De acordo com dados da OpenLux, no final de 2019, mais de 15 mil milhões de euros de lucros nunca foram redistribuídos aos acionistas, tendo sido acumulados em empresas luxemburguesas detidas por cidadãos franceses. Se fosse repatriado para França e sujeito ao imposto fixo de 30% sobre o rendimento do capital, esta fortuna poderia levar quase 5 mil milhões de euros para os cofres do Estado francês.

Mas de acordo com o Le Monde estas empresas não estão a abrigar dinheiro em segredo como na Suíça na era do sigilo bancário. Os esquemas anteriormente referidos são legais desde que se justifique a atividade económica e se explique porque tem domicílio no Luxemburgo, segundo um advogado do Grão-Ducado ouvido pela publicação.

Contudo, apesar de as autoridades fiscais terem apertado o cerco, o Le Monde dá vários exemplos de empresas que nada têm a ver com o Luxemburgo apesar de ali terem domicílio fiscal: um estúdio de videojogos em Paris, uma empresa de mobiliário em Lyon e uma fábrica de engarrafamento na Borgonha.

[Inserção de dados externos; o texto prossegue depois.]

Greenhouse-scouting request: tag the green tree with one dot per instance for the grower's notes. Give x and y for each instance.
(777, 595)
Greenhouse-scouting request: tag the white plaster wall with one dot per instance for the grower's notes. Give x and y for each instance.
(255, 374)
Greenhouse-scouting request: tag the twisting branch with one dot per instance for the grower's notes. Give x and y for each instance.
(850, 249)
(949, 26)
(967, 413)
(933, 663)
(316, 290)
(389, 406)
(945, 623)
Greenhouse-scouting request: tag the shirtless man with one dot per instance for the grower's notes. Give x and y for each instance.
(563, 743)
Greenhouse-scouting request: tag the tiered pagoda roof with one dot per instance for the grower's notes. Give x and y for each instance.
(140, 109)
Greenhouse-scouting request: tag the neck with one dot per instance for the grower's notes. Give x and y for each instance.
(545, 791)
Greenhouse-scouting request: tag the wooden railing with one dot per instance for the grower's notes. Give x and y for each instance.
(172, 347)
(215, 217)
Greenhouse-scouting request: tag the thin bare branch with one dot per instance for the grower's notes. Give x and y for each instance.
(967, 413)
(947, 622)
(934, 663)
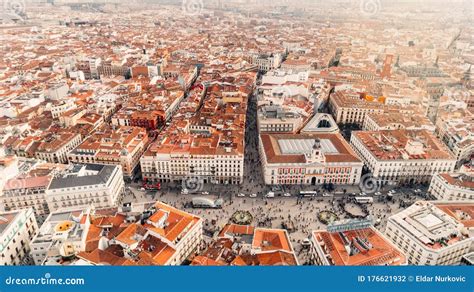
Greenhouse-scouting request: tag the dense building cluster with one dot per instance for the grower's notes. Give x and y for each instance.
(97, 106)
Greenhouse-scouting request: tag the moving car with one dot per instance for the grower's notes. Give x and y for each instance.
(270, 195)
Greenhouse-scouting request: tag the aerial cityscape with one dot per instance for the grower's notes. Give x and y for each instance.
(236, 133)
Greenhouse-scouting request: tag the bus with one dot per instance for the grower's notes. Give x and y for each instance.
(364, 200)
(206, 203)
(308, 193)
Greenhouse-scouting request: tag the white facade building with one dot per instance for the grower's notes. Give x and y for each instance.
(91, 184)
(402, 156)
(433, 234)
(452, 187)
(308, 159)
(17, 229)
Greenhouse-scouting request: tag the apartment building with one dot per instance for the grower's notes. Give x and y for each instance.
(243, 245)
(17, 229)
(120, 145)
(402, 156)
(95, 185)
(455, 186)
(433, 233)
(26, 192)
(314, 159)
(354, 242)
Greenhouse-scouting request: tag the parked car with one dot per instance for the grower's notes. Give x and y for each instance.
(270, 195)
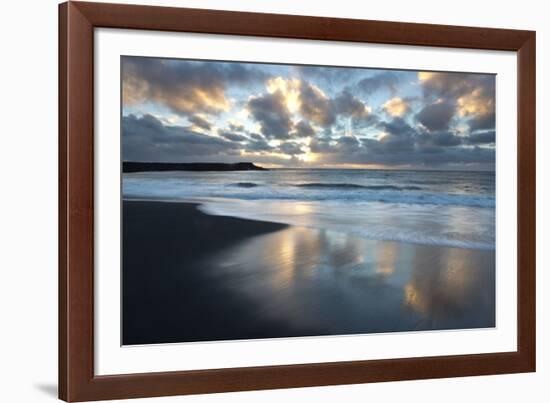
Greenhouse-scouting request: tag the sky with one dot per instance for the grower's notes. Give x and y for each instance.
(296, 116)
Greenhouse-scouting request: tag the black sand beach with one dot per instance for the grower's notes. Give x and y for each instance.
(189, 276)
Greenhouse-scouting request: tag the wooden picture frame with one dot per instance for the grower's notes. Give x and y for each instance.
(77, 381)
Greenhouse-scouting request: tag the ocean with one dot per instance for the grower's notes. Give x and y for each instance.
(446, 208)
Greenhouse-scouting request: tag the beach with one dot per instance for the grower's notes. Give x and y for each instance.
(191, 276)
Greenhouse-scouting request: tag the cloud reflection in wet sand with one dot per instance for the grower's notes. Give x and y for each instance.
(342, 284)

Ainda assim, para o jornal francês o Luxemburgo fez grandes progressos em termos de transparência depois da pressão da União Europeia e da OCDE. O fim do segredo bancário, a identificação dos beneficiários das empresas e melhor cooperação internacional são alguns dos avanços dos últimos anos. Contudo, a área de investigação de crimes económicos do Ministério Público francês revela que ainda se assiste a "empresas holding luxemburguesas em muitos casos de fraude fiscal, tanto para empresas como para particulares".